Grâce à ce premier roman de Benoit Picard, nous voilà en route à destination d’un Aller simple pour l’inconnu. En quête d’elle-même, alors que sa vie routinière ne la comble plus, Rosalie quitte tout pour partir en voyage avec sa meilleure amie. De Lisbonne à Rome, en passant par Mykonos, Bangkok, Siem Reap, Saigon, Hanoi et El Nido, elle tente de dénouer ses questions existentielles à travers ce périple qui, à défaut de révéler des réponses, pourrait changer sa façon de percevoir le monde et l’entraîner vers une nouvelle trajectoire.

Qu’est-ce qui vous fascine dans les voyages? Vos souvenirs de voyages vous ont-ils inspiré?
C’est surtout la découverte de nouvelles cultures et de l’histoire d’autres pays qui me fascinent dans les voyages. J’aime aussi le sentiment de liberté d’être à l’étranger. Si je me lève un matin sans savoir ce qui m’attend, je vais dans la bonne direction. D’ailleurs, mes plus beaux souvenirs proviennent d’imprévus et non de mes photos de monuments célèbres.

Mes souvenirs de voyages ont été le point de départ de l’écriture du roman, même si l’histoire est fictive. J’ai situé l’action dans plusieurs villes où je suis allé et je me suis inspiré de certaines de mes mésaventures. Je voulais que les lecteurs aient réellement l’impression d’être en compagnie de Rosalie en partageant ses meilleurs moments comme ses plus difficiles.

Votre roman explore notamment la quête de soi.

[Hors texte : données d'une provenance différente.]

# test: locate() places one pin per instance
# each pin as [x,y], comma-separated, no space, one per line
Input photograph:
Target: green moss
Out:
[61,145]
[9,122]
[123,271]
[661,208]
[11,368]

Pensez-vous que le voyage permet de se découvrir, de se construire?
Oui, puisque, sur la route, on s’éloigne des contraintes de notre quotidien. Pas d’horaire à suivre, pas de balayeuse à passer et pas de travail! C’est donc un moment privilégié pour se connecter à soi. Que ce soit pour prendre un peu de recul par rapport à sa vie ou seulement pour se vider la tête sur une plage, on retire toujours quelque chose d’un séjour dans un autre pays.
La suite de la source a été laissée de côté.